Astronomers discover new moons orbiting Uranus and Neptune

The tiny satellites were spotted circling our solar system’s most far flung planets.
The discovery image of the new Uranian moon S/2023 U1 using the Magellan telescope. Uranus is just off the field of view in the upper left, as seen by the increased scattered light. S/2023 U1 is the faint point of light in the center of the image with the arrow pointing to it. The trails are from background stars.
The discovery image of the new Uranian moon S/2023 U1 using the Magellan telescope. Uranus is just off the field of view in the upper left, as seen by the increased scattered light. S/2023 U1 is the faint point of light in the center of the image with the arrow pointing to it. The trails are from background stars. Scott Sheppard

Share

Astronomers are adding three newly discovered moons to our solar system’s growing list of known celestial bodies.  A team of international researchers spotted an additional moon circling Uranus’ for the first time in almost two decades and two new moons orbiting the planet Neptune. The discoveries were announced on February 23 by the International Astronomical Union’s Minor Planet Center, a scientific organization who is responsible for designating our solar system’s comets, planets, and moons.

[Related: Neptune’s faint rings glimmer in new James Webb Space Telescope image.]

“The three newly discovered moons are the faintest ever found around these two ice giant planets using ground-based telescopes,” Scott S. Sheppard, an astronomer with the Carnegie Institution for Science who collaborated on the moons’ discovery, said in a statement. “It took special image processing to reveal such faint objects.”

Uranus’ new moon will have a dramatic name

The planet Uranus now has 28 known moons. The new moon is temporarily named S/2023 U1, but it will eventually be named after a character from a Shakespearean play. Uranus moons including Puck, Titania, and Oberon reference A Midsummer Night’s Dream, while the moon Miranda is a reference to The Tempest, both plays written by the English playwright.

At only five miles wide, S/2023 U1 is likely Uranus’ smallest known moon. It takes the tiny satellite 680 days to orbit the planet. Shepherd first spotted S/2023 U1 on November 4, 2023, using the Magellan telescopes at Carnegie Science’s Las Campanas Observatory in Chile. Followup observations were conducted one month later. Marina Brozovic and Bob Jacobson of NASA’s Jet Propulsion Laboratory then helped Shepherd determine a possible moon orbit.

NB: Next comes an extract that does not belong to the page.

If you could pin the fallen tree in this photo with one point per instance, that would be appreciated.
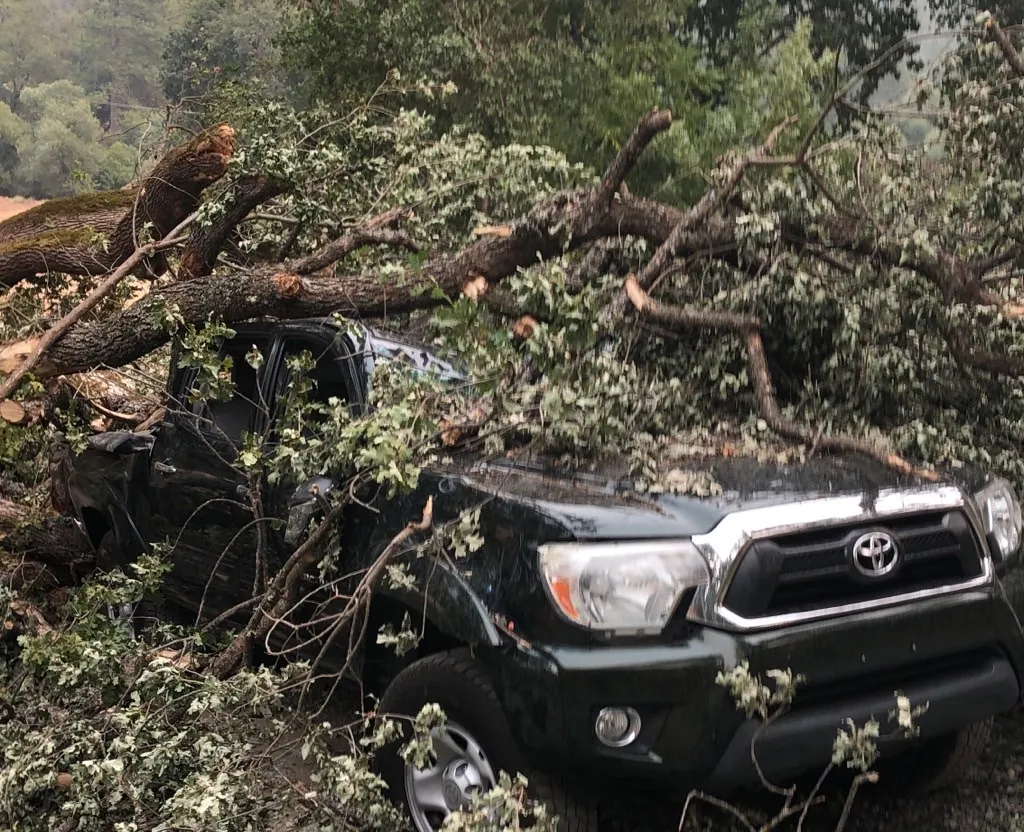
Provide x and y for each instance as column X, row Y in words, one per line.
column 813, row 221
column 95, row 233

New Neptunian moons–one bright, one faint

With this new discovery, the planet Neptune now has 16 known satellites. The brighter of Neptune’s two newly discovered moons is tentatively named S/2002 N5. It is 14 miles wide and appears to be in a 9-year orbit around Neptune. The fainter moon is named S/2021 N1 and it is about 8.6 miles wide. It circles the planet once every 27 years. Both of these moons will eventually be given names based on sea gods and nymphs in Greek mythology.

The two new Neptunian moons were first observed in September 2021. Shepherd worked with David Tholen of the University of Hawaii, Chad Trujillo of Northern Arizona University, and Patryk Sofia Lykawa of Kindai University, and the Subaru telescope to detect the moons. They confirmed the orbit of the brighter moon (S/2002 N5) over about two years and conducted followup observations with the Magellan telescopes.  

“Once S/2002 N5’s orbit around Neptune was determined using the 2021, 2022, and 2023 observations, it was traced back to an object that was spotted near Neptune in 2003 but lost before it could be confirmed as orbiting the planet,” said Sheppard. 

Detecting the fainter moon (S/2021 N1) required some special observing time under “ultra-pristine conditions” at the European Southern Observatory’s Very Large Telescope and on Gemini Observatory’s 8-meter telescope in order to secure its orbit. 

[Related: Expect NASA to probe Uranus within the next 10 years.]

By using these telescopes, shepherd and colleagues snapped dozens of five-minute exposures over three- or four-hour periods on a series of nights. The short-burst images were then layered so that all three new moons could come into view. 

“Because the moons move in just a few minutes relative to the background stars and galaxies, single long exposures are not ideal for capturing deep images of moving objects,” Sheppard said. “By layering these multiple exposures together, stars and galaxies appear with trails behind them, and objects in motion similar to the host planet will be seen as point sources, bringing the moons out from behind the background noise in the images.” 

More understanding of how these moons were captured can help astronomers learn about the tumultuous early years of our solar system and how the planets at the out edge move. Future missions to Uranus and Neptune are in the preliminary planning stages, and more data on their moons will allow the team to better study these far-flung planets.